U.S. bond market tantrum: Here's what it would mean for the Fed

451
5
U.S. bond market tantrum: Here's what it would mean for the Fed

The bond market tantrum that drives up yields can be a fearsome prospect for central banks, but the U.S. Federal Reserve might just welcome a sell-off that lifts Treasury yields towards levels that better reflect the robust state of the economy.

Persistently low yields are a feature of bond markets in developed world, with global banks mostly in no hurry to raise interest rates and a global savings glut that keeps debt securities in constant demand.

But in the United States, the opposition between fiscal recovery and bond yields is strongest.

Even with growth forecasting to exceed 6% this year and a decrement in sight for the Fed's bond-buying programme at the end of this year, 10 year yields are still stuck at just above 1.3%. The Fed probably enjoyed low yields in the initial stages of the economic recovery, but now needs bonds to respond to the end of pandemic linked recession, said Padhraic Garvey, ING Bank’s head of research for the Americas.

Current pricing, analysts say, looks more consistent with the heightened economic uncertainty, whereas higher yields would align markets more with the signals coming from central banks.

We argue that there needs to be a tantrum to facilitate that. If the Fed had a taper announcement and there was no tantrum in fact that in fact is a problem for the Fed, said ING's Garvey.

Analysts say a bond market tantrum would involve yields rising 75 - 100 basis points bps within a few months.

The original taper tantrum in 2013 boosted U.S. yields just over 100 bps in the four months after that Fed boss Ben Bernanke hinted at an unwinding of stimulus measures in 2012.

But this kind of sudden Jump in yields seems unlikely right now, given how clearly the Fed announced its plans to taper its bond-buying. And as 2013 showed, bond market tantrums carry nasty side effects including equity sell-offs and higher borrowing costs worldwide.

A happy medium, analysts say, would be for benchmark yields to rise 30 - 40 bps to 1.6 - 1.8%.

In addition to wanting higher yields to better reflect the pace of economic growth, the Fed also needs to recoup some ammunition to counter future economic reversals.

The Fed funds rate - the overnight rate that guides U.S. borrowing costs - is in zero to 0.25% and U.S. policymakers are disinclined, unlike the Bank of Japan and the European Central Bank, to take interest rates negative.

The Fed won't want to find itself in the position of the ECB and BOJ, whose stimulus options at present are limited to raising rates further into negative territory or purchasing more bonds to underwrite government spending.

Jim Leaviss, chief investment officer at M&G Investments for public fixed income, said policymakers would probably like the Fed fund rate to be at 2%, so when we end up in the next downturn, the Fed will have some space to cut interest rates without hitting the lower bound of zero quickly. Another reason high yields could be welcomed is because banks would like steeper yield curves to boost the attractiveness of making short-term loans funded from depositors or markets.

Thomas Costerg, senior economist at Pictet Wealth Management, notes that the gap between the Fed funds rate and 10 - year yields is roughly 125 bps now well below the average 200 bps seen during previous peak economic expansion.

He believes the Fed would favour a 200 bps yield slope, not only because it would validate their view that the economic cycle is healthy but also because a slope of 200 bps is good for the banking sector's maturity transformation.
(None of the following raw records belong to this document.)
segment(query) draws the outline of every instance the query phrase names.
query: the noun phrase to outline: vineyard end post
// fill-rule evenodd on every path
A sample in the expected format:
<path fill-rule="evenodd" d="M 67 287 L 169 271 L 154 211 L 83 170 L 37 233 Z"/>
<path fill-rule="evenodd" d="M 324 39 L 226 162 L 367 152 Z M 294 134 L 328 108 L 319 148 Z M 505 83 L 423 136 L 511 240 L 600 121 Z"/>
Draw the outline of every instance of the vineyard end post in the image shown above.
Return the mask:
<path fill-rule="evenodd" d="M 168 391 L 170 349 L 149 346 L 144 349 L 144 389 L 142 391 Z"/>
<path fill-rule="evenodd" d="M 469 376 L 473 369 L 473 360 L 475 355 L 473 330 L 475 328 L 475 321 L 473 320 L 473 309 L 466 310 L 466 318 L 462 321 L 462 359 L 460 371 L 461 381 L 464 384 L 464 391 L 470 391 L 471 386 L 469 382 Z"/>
But even a tantrum might not bring a lasting rise in yields.

The Fed should look with envy at Norway and New Zealand, where yields have risen in anticipation of rate hikes, it has stressed that its official rates won't rise for a while.

Structural factors are at play too, including the positive demand for the only AAA-rated bond market with large yields.

The Fed also guides rates in theory at least towards the steady rate of interest, the level where natural employment coincides with full inflation.

This rate shrunk steadily but still falls. Adjusted for natural inflation, the longer-run fund rate - the Fed's proxy for the projected inflation rate - has fallen to 0.5% from 2.4% in 2007. If correct, it leaves the Fed with little leeway.

Demographics and slower trend growth are cited as the reasons for the decline in the natural rate though a paper https: bit.ly 3 nVMxMv presented at the Jackson Hole symposium last month also blamed a rise in income inequality since the 1980s.

The paper said the rich, who are more likely to save, were taking a bigger slice of overall income and the resulting savings glut was weighing on natural rate of interest.

One lesson from this year is that there is a price-insensitive force, a massive gravitational force which is pressing down on Treasury yields, Pictet's Costerg said.